Neither 212CRM nor Twilio had the capacity to generate random or sequential numbers; both utilized a prepared list of numbers provided by a user. Pearson provided 212CRM and Twilio with the telephone numbers purchased form FleetSeek and messages were sent only to those numbers. Defendant’s identified “undisputed record evidence” of this fact. Plaintiff attempted to argue that only the FCC’s 2015 ruling was invalidated and their 2003, 2008, and 2012 rulings were valid and binding on the court and should be used to interpret the statutory definition of an ATDS. However, the court noted that the D.C. Circuit in ACA International “wiped the slate clean.” 948 F. 3d at 1310.

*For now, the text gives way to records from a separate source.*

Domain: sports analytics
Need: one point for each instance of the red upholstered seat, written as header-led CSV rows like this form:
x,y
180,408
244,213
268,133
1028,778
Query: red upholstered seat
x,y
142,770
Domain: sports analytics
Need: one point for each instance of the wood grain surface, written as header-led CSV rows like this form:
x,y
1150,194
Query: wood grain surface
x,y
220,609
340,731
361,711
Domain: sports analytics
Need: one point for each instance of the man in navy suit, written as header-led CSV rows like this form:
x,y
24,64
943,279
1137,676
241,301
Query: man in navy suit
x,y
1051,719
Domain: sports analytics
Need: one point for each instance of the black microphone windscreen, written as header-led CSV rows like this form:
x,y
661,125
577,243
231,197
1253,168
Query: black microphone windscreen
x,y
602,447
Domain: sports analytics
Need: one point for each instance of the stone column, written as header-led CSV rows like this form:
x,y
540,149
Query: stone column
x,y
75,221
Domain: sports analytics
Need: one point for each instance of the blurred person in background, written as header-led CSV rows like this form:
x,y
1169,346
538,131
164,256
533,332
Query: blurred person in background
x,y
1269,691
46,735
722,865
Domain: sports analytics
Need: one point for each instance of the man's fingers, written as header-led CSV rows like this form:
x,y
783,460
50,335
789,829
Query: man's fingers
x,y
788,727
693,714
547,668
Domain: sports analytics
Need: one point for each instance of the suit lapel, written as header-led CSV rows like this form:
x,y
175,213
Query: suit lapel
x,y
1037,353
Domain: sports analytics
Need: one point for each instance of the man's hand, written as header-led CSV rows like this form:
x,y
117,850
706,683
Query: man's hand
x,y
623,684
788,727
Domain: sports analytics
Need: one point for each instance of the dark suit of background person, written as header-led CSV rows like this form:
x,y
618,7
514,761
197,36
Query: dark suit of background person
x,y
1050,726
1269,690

The amount of human intervention required by 212CRM and Twilio to send the text messages in question eliminated both from qualifying as an ATDS. The court explained the question of the necessary amount of human intervention depends on how much action a human must take to initiate the device’s features, not on when the human intervention takes place. Pearson navigated to the CyberX application, logged in, uploaded and reviewed the spreadsheet, manually aligned the data, and typed the content of the message to be sent before clicking and sending the message. The fact that Pearson’s intervention took place before the devices dialed was not determinative in the eyes of this particular court.
The court further explained that a device must require more human intervention than “just turning on the machine or initiating its functions.” Plaintiff argued that Pearson’s ability to hit “send” once but send a message to thousands of numbers qualifies the devices as ATDS. The court pointed to Herrick v. GoDaddy.com LLC, in which the court held that transmitting numbers, logging in, creating a message, and scheduling a time and date to send was “essential” and the fact that only one message was created and sent to thousands of customers “seemingly made no difference.” 312 F. Supp. 3d 792, 803 (D. Ariz. 2018). The numerous, and similar, actions Pearson took here precluded both 212CRM and Twilio from being considered an ATDS.
The Northrup case may be the first, but it certainly won’t be the last ruling within the Eleventh Circuit’s footprint to apply Glasser. Indeed, it would seem that every pending case within the Eleventh Circuit that arises out of a defendant’s use of an ATDS will likely meet the same fate.